Tuesday, September 19, 2017

Anticipating Tensions Between Clinical Care and Study Protocol

Protocol Deviations
Protocol trumps practice. This principle seems clear enough, but complying with it is not always as straight-forward as it sounds. Years of practicing medicine has reinforced the way a physician responds to medical situations. But do these responses run counter to the investigational plan? Can a site’s commitment to standard of care affect its ability to meet enrollment targets?

There’s a lot to consider.

What’s Your Standard of Care?
When deciding whether or not to conduct a particular study, a PI needs to verify that the protocol is aligned with practice norms. For example, an early phase trial might exclude a medication that is part of a practice’s routine therapy. Is the study placebo-controlled? Does it feature a specific comparator drug? Will it include a washout period? Any of these elements could present enrollment challenges or preclude a site from accepting a study at all. Responsible sites want to make thoughtful decisions about study suitability; they want to provide realistic enrollment estimates. Sponsors want this too, and can help sites do both these things by providing them a sufficient level of detail about protocol procedures as early as possible.

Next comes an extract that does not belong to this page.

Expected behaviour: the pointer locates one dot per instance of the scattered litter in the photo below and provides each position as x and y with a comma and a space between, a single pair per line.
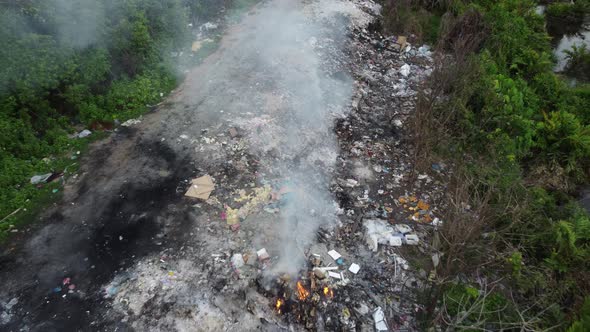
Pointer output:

The Road to Deviations is Often Paved with Good Intentions
Therapeutic misconception – a well-documented phenomenon in clinical research – occurs when a study participant “fails to appreciate the distinction between the imperatives of clinical research and of ordinary treatment.”* Study participants are not alone in this. Researchers blur the distinction themselves when they conduct procedures that are consistent with clinical care but deviate from the protocol. This may be particularly true for PIs who recruit participants from their own practices. An endocrinologist might ordinarily reduce dosage for a particularly diminutive patient. A pulmonologist would often skip a scheduled chest x-ray she felt wasn’t needed to avoid exposing her patient to unnecessary radiation. An orthopedic surgeon may decide his patient needs more recovery time than usual before attempting her first walk. In a clinical care setting, these decisions are sound, made in an individual patient’s best interest. In a clinical trial, if they differ from the investigational plan and haven’t been approved by the Sponsor, they’re protocol deviations.**

It May be Par for the Course, But It's Still an AE
Specialists who have experience treating particular conditions are also familiar with the complications that ordinarily accompany them. A nephrologist, for instance, knows that a patient with end-stage renal disease frequently experiences bloat from a buildup of fluid between dialysis sessions. Though useful for a doctor treating patients, this knowledge can actually work against a doctor running a trial. How? A PI may fail to report a stomach ache as an AE because it’s so typical, so expected. “Bloat is common for renal patients. If I recorded every GI incident, I’d be recording AEs all day.” At its surface, this PI’s argument sounds reasonable, but what if the study drug itself is contributing to the participant’s discomfort? In order to assess the drug’s gastrointestinal effect, the PI must document the frequency and severity of all GI events.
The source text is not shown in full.